Soon after the coronavirus pandemic erupted in the spring, Congress enacted the Coronavirus Aid, Relief, and Economic Security (“CARES”) Act, pumping $2.2 trillion into the economy. Now, nine months later, many of that law’s critical elements have ended or will soon expire. Senate Majority Leader McConnell and Speaker of the House Pelosi are engaging in talks but have yet to agree on a new stimulus package.[1] When they do, we believe they can learn several important lessons from the effects of the CARES Act. In our article, we conducted an empirical study of important elements of the CARES Act and offer several conclusions about what did and did not work.
Our most important findings center on the Paycheck Protection Program (“PPP”) and the unexpected patterns of its disbursement, which proved to be less likely to benefit people in geographic areas most affected by the pandemic in terms of both infections and unemployment and also less likely to benefit the industries hardest hit by shutdowns. We attribute these patterns largely to the PPP’s unfortunate first-come, first-served model for loan disbursement.

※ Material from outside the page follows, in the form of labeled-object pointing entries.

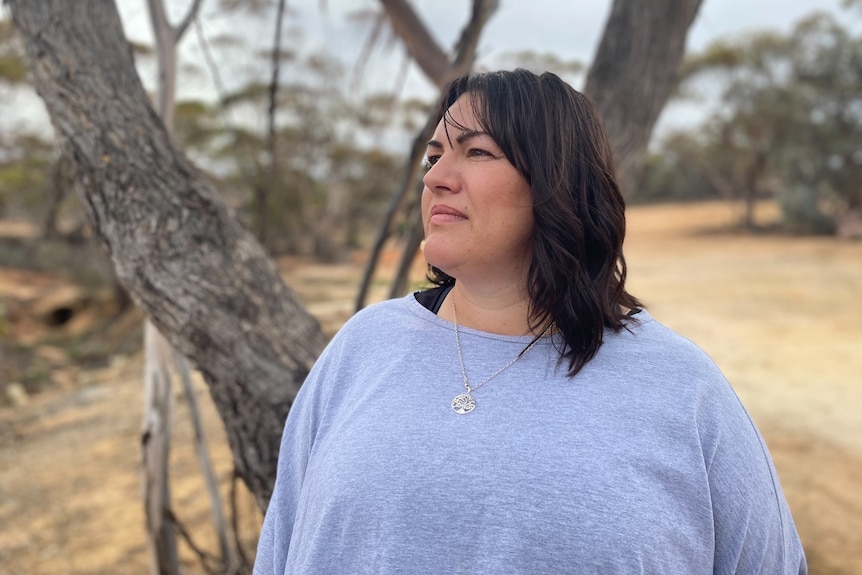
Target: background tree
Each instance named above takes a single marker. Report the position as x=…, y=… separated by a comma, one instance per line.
x=201, y=277
x=789, y=124
x=634, y=73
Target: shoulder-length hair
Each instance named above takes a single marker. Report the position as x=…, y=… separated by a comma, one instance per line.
x=554, y=137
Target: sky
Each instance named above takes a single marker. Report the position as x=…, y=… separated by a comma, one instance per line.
x=569, y=29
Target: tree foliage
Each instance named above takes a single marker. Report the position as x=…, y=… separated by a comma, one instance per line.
x=789, y=124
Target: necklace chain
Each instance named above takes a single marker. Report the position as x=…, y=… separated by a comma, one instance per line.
x=465, y=403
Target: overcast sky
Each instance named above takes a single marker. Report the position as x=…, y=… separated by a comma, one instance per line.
x=567, y=28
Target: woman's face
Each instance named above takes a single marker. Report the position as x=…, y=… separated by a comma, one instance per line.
x=476, y=207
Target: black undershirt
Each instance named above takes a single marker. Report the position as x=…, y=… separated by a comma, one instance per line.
x=432, y=299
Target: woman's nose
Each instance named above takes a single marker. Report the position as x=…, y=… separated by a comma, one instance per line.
x=442, y=176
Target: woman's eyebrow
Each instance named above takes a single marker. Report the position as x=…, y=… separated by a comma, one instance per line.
x=461, y=138
x=469, y=134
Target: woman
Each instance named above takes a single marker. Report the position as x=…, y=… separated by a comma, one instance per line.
x=526, y=415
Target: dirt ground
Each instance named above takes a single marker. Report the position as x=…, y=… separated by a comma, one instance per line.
x=781, y=316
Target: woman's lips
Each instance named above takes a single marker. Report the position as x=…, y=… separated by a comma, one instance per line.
x=445, y=214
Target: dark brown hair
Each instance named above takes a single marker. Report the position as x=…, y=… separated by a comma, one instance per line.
x=554, y=137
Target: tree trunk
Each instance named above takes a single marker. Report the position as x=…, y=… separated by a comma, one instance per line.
x=633, y=74
x=441, y=70
x=203, y=279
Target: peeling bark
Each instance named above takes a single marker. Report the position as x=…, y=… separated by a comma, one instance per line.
x=203, y=279
x=633, y=74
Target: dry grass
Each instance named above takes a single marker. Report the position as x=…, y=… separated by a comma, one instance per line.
x=781, y=316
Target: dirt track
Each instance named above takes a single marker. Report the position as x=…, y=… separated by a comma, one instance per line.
x=781, y=316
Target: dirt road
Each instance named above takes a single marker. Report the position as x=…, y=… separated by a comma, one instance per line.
x=781, y=316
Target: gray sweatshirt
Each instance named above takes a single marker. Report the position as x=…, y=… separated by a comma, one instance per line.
x=645, y=462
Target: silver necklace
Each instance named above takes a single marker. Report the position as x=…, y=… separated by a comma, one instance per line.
x=465, y=402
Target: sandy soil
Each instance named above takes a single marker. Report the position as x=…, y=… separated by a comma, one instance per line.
x=781, y=316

The PPP was initially designed to address the devastating consequences of business closures and the loss of millions of jobs. The program immediately distributed more than a half-trillion dollars in potentially forgivable loans to small- and medium-sized businesses so that employees could continue to receive paychecks. In two rounds of funding – distributing $342 billion and $183 billion, respectively – the money went from the Small Business Administration through a network of lending institutions and into more than 5 million businesses across the country.

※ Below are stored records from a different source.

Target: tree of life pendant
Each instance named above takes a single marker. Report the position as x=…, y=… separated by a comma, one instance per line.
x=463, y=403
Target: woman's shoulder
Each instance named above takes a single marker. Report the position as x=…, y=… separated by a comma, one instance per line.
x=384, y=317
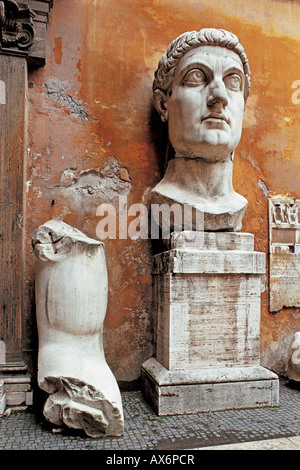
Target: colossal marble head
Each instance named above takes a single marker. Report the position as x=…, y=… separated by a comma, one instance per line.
x=200, y=87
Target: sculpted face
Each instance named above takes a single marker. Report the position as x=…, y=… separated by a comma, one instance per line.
x=205, y=104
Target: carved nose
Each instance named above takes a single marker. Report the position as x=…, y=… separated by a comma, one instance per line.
x=218, y=94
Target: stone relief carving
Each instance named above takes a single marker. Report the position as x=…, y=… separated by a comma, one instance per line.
x=200, y=89
x=293, y=360
x=284, y=248
x=71, y=300
x=16, y=25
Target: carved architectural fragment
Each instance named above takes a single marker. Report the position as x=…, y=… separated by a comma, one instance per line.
x=293, y=360
x=284, y=247
x=16, y=26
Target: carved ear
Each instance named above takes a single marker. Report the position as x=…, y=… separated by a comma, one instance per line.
x=160, y=103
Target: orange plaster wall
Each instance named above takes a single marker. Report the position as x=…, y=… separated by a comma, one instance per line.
x=97, y=104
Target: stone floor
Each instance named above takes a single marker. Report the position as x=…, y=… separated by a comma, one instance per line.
x=145, y=431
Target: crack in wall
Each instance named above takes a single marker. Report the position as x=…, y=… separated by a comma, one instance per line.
x=58, y=91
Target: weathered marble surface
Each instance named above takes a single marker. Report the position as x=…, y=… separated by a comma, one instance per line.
x=293, y=360
x=2, y=397
x=207, y=326
x=71, y=298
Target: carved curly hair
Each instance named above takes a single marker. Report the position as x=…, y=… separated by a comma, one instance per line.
x=165, y=72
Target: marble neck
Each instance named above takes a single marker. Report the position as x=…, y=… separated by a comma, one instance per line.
x=198, y=176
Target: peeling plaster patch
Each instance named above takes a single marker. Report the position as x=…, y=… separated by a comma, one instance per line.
x=263, y=186
x=107, y=183
x=57, y=91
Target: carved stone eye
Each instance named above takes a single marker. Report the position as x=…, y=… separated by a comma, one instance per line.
x=233, y=82
x=194, y=77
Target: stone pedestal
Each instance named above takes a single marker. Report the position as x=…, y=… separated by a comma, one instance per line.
x=207, y=321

But criticism was swift and widespread, centering on the distribution of considerable portions of that money to wealthy celebrities such as Kanye West, politically connected donors such as the Kushner family, and large corporations such as Shake Shack and Ruth’s Chris Steakhouse. Much of that criticism was, however, misguided and may draw attention from more serious problems with the PPP. For example, many smaller businesses received nothing after the first round of loans exhausted the PPP’s cupboard or collapsed before they could reach the PPP lifeline. In interviews we conducted as part of our study, several foodservice businesses were unable to secure loans in the first round of the program due to unclear rules and a lack of prior connections with lenders. Overall, SBA lending by industry did not seem to reflect the on-the-ground economic reality of the crisis, with firms in professional and technical services receiving a disproportionate amount of support at the expense of businesses in the employment-intensive retail, accommodation, and foodservice industries. Other scholars and observers have noted that African-American, Latinx, Asian, and immigrant-owned businesses were more likely to be concentrated in industries affected by the pandemic and less likely to receive PPP funding.[2] And, in a reprise of the 2008 financial crisis, large banks appeared to benefit from the crisis, pocketing $24 billion in fees from issuing PPP loans.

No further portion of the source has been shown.